On 9/14/14, Gergo Tisza gtisza@wikimedia.org wrote:
Hi,
I would like to flag a large number of wiki pages based on whether their HTML passes a certain test, so that failing pages can be easily listed and counted. The flags should adapt when pages are created or modified. (The specific use case is collecting file pages which do not have machine-readable author and license information embedded.)
I have been thinking of adding such pages to a maintenance category from a parser hook (the test logic is already part of the imageinfo/extmetadata API and would be easy to reuse), is that a good way to do this? If so, what's the best way to achieve it? Is it OK to just add categories as needed via $parser->getOutput()->addCategory() or can that mess up internal state such as the categorylinks table?
Alternatively, the Cite extension just parses and appends a message to the end of the text on ParserBeforeTidy when it encounters an error, and the message contains wikitext to include a category. That seems like a clever way of maintaining flexibility so it is easy to change the category name or add extra text for a call to action without any need for a code change. Is that approach safe/cheap?
thanks Gergő _______________________________________________ Wikitech-l mailing list Wikitech-l@lists.wikimedia.org https://lists.wikimedia.org/mailman/listinfo/wikitech-l
There's two ways that this is usually done, either page_props table, or tracking categories. Provided the hook you use runs before linksupdate (which is any hook in the parser), you should be fine in adding such things.
To add a page property, you would do something like $parser->getOutput()->setProperty( 'prop name', 'optionally some extra arbitrary data' );
Pages can be found via Special:PagesWithProp or direct db query.
To add a tracking category: $parser->addTrackingCategory( 'tracking cat name' );
You also have to define a message for the tracking category name and a description message, add it to $wgTrackingCategories. See the code docs for Parser::addTrackingCategory and $wgTrackingCategories.

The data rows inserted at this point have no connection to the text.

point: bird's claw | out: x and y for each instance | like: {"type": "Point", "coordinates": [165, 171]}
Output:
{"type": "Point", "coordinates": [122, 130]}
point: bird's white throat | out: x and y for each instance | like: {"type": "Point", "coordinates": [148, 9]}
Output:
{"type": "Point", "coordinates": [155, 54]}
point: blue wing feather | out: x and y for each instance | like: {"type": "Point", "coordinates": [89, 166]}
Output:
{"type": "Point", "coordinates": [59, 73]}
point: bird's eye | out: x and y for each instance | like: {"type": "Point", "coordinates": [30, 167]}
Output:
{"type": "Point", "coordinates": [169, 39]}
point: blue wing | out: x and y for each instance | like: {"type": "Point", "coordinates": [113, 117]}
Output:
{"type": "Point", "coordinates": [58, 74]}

Generally page props are used for obscure things that a user is unlikely to care about or cases where you need special cache invalidation behaviour on change (there's special support for that with $wgPagePropLinkInvalidations), where tracking categories are more properties the user is interested in. Its possible to also make the tracking category by off by default until users turn it "on" by editing a mediawiki namespace page by making the category name defualt to '-'.
In the use case you describe I think tracking category is more suited.
--bawolff